A machine learning-based diagnosis modelling of type 2 diabetes mellitus with environmental metal exposure

Comput Methods Programs Biomed. 2023 Jun:235:107537. doi: 10.1016/j.cmpb.2023.107537. Epub 2023 Apr 5.

Abstract

Background and objective: Increasing and compelling evidence has been proved that urinary and dietary metal exposure are underappreciated but potentially modifiable biomarkers for type 2 diabetes mellitus (T2DM).
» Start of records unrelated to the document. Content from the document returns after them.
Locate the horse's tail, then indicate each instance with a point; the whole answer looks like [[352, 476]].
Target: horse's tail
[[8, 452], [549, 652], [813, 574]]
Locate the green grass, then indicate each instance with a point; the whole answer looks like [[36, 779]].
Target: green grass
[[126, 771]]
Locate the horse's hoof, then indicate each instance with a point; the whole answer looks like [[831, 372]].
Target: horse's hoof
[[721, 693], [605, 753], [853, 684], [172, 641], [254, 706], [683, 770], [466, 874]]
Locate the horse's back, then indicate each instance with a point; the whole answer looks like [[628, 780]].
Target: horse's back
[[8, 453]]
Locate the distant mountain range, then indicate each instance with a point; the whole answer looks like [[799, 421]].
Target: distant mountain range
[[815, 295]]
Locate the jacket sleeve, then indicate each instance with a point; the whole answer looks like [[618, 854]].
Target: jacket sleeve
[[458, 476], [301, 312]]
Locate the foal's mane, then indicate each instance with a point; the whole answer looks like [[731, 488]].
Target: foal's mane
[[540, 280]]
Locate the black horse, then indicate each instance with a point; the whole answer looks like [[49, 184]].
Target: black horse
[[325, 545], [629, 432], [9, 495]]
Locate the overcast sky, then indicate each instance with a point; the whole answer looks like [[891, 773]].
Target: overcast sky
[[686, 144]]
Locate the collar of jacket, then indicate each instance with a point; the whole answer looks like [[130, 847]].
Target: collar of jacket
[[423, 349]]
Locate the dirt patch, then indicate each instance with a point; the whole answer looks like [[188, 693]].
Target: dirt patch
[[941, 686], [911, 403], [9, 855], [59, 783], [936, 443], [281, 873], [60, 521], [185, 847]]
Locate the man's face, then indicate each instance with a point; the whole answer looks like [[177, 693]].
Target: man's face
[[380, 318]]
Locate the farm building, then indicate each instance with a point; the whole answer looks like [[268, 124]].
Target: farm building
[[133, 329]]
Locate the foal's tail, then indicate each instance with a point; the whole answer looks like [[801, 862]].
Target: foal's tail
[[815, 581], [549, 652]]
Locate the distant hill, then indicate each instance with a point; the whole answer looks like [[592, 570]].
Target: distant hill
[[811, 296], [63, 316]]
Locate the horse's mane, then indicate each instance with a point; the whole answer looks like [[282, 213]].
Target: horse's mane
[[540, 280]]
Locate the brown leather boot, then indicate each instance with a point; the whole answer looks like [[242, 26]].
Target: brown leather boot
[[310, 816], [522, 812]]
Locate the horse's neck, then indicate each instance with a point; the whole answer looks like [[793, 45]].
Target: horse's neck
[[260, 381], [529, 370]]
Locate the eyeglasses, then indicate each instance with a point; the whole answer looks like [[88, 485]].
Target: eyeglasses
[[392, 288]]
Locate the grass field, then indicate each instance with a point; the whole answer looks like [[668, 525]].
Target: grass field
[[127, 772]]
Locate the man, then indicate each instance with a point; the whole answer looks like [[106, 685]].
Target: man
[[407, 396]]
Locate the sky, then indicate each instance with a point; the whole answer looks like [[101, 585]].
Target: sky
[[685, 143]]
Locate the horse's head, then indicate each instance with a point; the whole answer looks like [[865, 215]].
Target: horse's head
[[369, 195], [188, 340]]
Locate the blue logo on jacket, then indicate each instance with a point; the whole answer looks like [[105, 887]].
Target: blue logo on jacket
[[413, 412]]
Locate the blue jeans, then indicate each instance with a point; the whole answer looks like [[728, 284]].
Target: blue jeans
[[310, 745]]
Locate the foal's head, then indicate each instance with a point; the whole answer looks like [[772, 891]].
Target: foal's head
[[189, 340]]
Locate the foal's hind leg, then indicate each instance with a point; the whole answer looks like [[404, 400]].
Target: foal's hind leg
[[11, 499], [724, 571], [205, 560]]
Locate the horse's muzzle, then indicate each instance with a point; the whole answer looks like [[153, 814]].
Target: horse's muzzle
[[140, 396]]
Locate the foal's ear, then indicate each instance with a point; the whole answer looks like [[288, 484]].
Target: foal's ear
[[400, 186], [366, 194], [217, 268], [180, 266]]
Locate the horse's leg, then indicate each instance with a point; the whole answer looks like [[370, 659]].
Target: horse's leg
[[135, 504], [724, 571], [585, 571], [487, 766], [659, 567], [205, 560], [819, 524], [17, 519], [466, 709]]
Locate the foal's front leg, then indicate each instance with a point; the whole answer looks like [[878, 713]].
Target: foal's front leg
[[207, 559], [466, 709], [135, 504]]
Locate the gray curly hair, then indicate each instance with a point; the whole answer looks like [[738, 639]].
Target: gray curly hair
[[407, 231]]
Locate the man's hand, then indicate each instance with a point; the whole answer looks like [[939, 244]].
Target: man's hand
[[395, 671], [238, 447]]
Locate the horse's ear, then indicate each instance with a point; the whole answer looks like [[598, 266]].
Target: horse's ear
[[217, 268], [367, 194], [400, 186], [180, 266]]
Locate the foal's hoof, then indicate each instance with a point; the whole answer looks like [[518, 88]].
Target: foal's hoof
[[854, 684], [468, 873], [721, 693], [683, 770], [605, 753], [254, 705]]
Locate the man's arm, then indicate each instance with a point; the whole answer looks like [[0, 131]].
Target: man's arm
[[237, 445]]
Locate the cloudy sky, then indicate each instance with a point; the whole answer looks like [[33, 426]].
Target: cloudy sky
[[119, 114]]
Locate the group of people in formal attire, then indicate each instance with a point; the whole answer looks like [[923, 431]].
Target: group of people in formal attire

The aims of this study were (1) to identify the key potential biomarkers which contributed to T2DM with effective and parsimonious features and (2) to assess the utility of baseline variables and metal exposure in the diagnosis of T2DM.

Methods: Based on the National Health and Nutrition Examination Survey (NHANES), we selected 9822 screening records with 82 significant variables covering demographics, lifestyle, anthropometric measures, diet and metal exposure for this study. Combining extreme gradient boosting (XGBoost), random forest and light gradient boosting machine (lightGBM), a soft voting ensemble model was proposed to measure the importance of 82 features. With this soft voting ensemble model and variance inflation factor (VIF), strong multicollinear features with low importance scores were further removed from candidate biomarkers. Then, a soft voting ensemble classifier was adopted to demonstrate the efficiency of the proposed feature selection method.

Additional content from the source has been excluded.